Property Rents

Rents of properties in Central London

In London, rent contracts are typically one month or 6 months rolling. When we want to look at the short term demand for housing in Central London, the rental market is more appropriate than house prices for sale.

Lets look at how rents have changed this year. My data comes from Zoopla listings until the end of October 2020.

Dataset

In 2020 there were 110k listings for rental properties within London travel zone 1 - 3. My historic data is somewhat limited and I only have 31k listings per year between 2015 - 2019.

Average Rents

By Zone

The chart below shows the average rent of advertised properties in London Zones 1, 2 and 3. The orange line is the 2020 average per month, whereas the green line is the 2015-2019 average.

Since WFH (work from home) started rents have fallen in Zone 1 and Zone 2 but not in zone 3. Before WFH, rents in Zone 1 and 2 were around 25% higher in Zone 1 and Zone 2, but since then they have fallen 10 - 25% below the 2015-2019 average. That is around a 30% contraction in advertised rent prices.

Zone 3 prices have not changed much at all.

All of the above is expected given that many people no longer need to live in Central London for work purposes.

Note that the mix of properties changes every month (and every year), so any trends in prices could just be reflecting that instead of actual change in prices.

Zone 1 by postcode

Since Zone 1 prices have fallen the most, I broke down the changes by post outcode. Ie. EC1X XXX becomes EC1. If there were not enough listings in a postcode I merge the postcode into the postcode district (Eg. EC). To simplify the charts I plot the percent change in rents in 2020 each month from the 2015-2019 average that month.

The postcodes where rents have fallen the most are shown first, going right and then down.

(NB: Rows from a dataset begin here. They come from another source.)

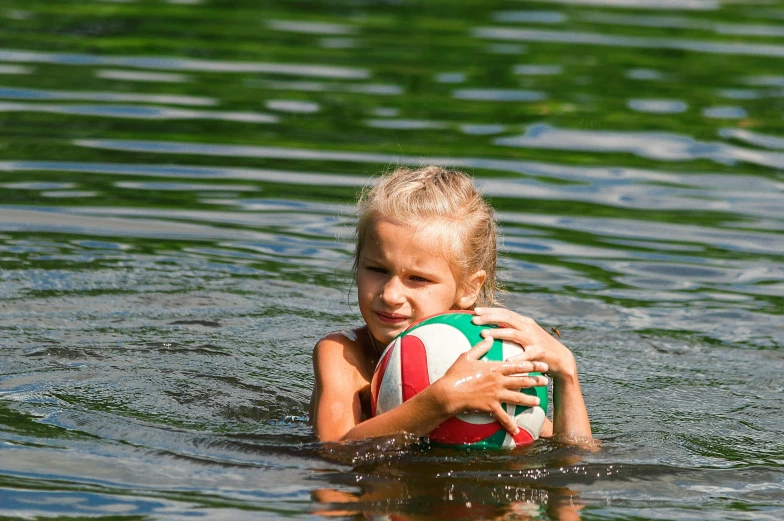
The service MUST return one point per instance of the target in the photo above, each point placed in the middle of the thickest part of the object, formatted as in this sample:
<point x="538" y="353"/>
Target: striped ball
<point x="422" y="354"/>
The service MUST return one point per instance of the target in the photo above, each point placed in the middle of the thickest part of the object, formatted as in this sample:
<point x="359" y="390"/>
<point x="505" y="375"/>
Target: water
<point x="176" y="181"/>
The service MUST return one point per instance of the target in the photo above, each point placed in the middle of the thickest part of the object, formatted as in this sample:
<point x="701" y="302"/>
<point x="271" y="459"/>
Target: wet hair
<point x="446" y="202"/>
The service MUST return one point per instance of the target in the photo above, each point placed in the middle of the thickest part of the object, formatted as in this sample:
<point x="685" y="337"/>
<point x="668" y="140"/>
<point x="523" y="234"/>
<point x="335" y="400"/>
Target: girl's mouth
<point x="391" y="318"/>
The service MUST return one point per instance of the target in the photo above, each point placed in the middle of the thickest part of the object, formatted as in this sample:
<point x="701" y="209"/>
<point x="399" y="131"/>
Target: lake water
<point x="176" y="182"/>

It appears West London and South West London have suffered the most, with average rents falling by almost 50%! East London seems to have fared a little better.

Rental Price Index

For each of the 16k properties (in Zone 1) I have rental price history over the years. See below the rental price histories for 8 random properties.

To compare the rents across properties I normalise the price by dividing the price at listing by the average price over all listings.

Based on this sample of 8 properties, the rental prices tend to stay roughly flat since 2010.

We could do these for each property in our dataset but it quickly gets messy. See below with just 200 properties.

So instead, we will extract the price index from a linear model which uses the following regression to predict rent.

$$ log(rent) = \beta_1 PropertyID + \beta_2Outcode + \beta_3Year + \beta_4Month + \beta_5Outcode:Year$$

Note: outcode is the first portion of the postcode. eg for EC1 XXX it will be EC1.

In essence, we can model the rent on a particular date as the property’s average rent plus the general postcode uplift, plus the effect of year/month of sale. We have an interaction between outcode and sale year so that we can extract average rent changes over times in each outcode.

The price change for each outcode since 2010 can be seen below.